Cumhur İttifakı Adana’yı Neden Alamadı?

Cumhur İttifakı Adana’yı Neden Alamadı? - İNCİ GÜL AKÖL

04.04.2024 14:14 | Güncelleme Tarihi: 04.04.2024 14:14

“Siyasette; uyum ve ahenk olmazsa olmaz.”

31 Mart 2024 Yerel Seçimleri sonuçları, Türkiye tarihinin en ilginç seçimi olarak yorumlanabilir.

Neden mi?

Birçok seçmen bu seçimleri, Genel Seçimlerle karıştırdı.

Hak vermek gerekir, biraz da algı o yöndeydi.

Çünkü yerel seçim süresince Adana, 17 Bakan'ını ağırladı.

Burada verilmek istenen mesaj, “Ankara olarak da hükümet olarak da devlet olarak da yanınızdayız, yanınızda olmaya da devam edeceğiz” idi.

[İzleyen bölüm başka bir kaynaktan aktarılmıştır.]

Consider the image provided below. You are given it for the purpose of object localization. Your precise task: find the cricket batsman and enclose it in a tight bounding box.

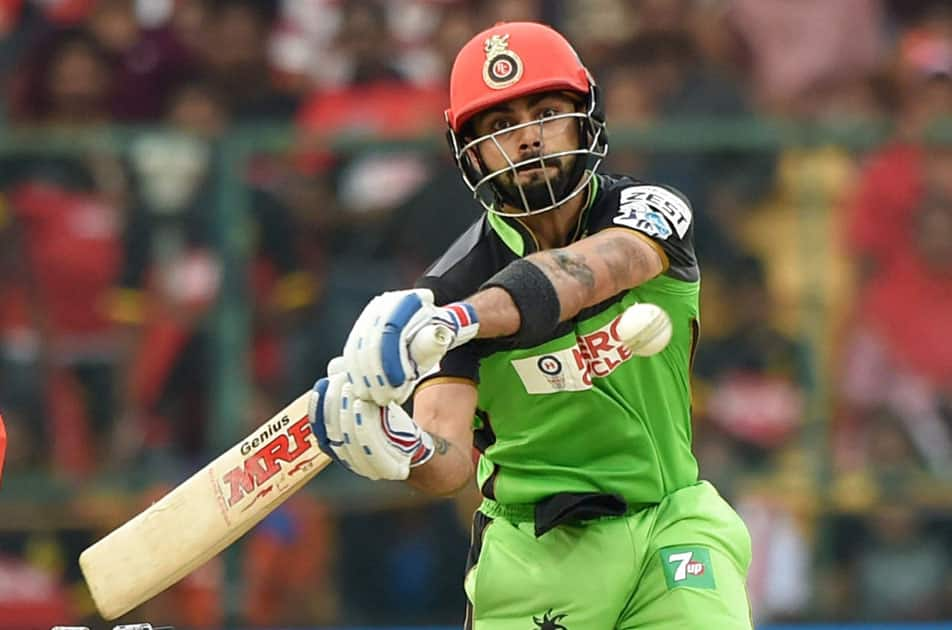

Fakat kafası karışık, karasız ve küstürülmüş seçmene bu mesaj yansımadı.

Halbuki geçen seçimde de aynı taktikle seçim kazanan bir belediye başkanının olduğu unutuldu.

Geçen seçimde, tüm Adana’ya, “Reis (Cumhurbaşkanı Recep Tayyip Erdoğan), Hüseyin Sözlü seçilmesin, Zeydan Karalar seçilsin demiş. Hatta bunu da Reise çok yakın bir isim, buradaki kendisine yakın bir isim Zeydan Karalar’a söyledi” gibi bir dedikoduyla seçmen üzerinde farklı bir algı yaratıldı.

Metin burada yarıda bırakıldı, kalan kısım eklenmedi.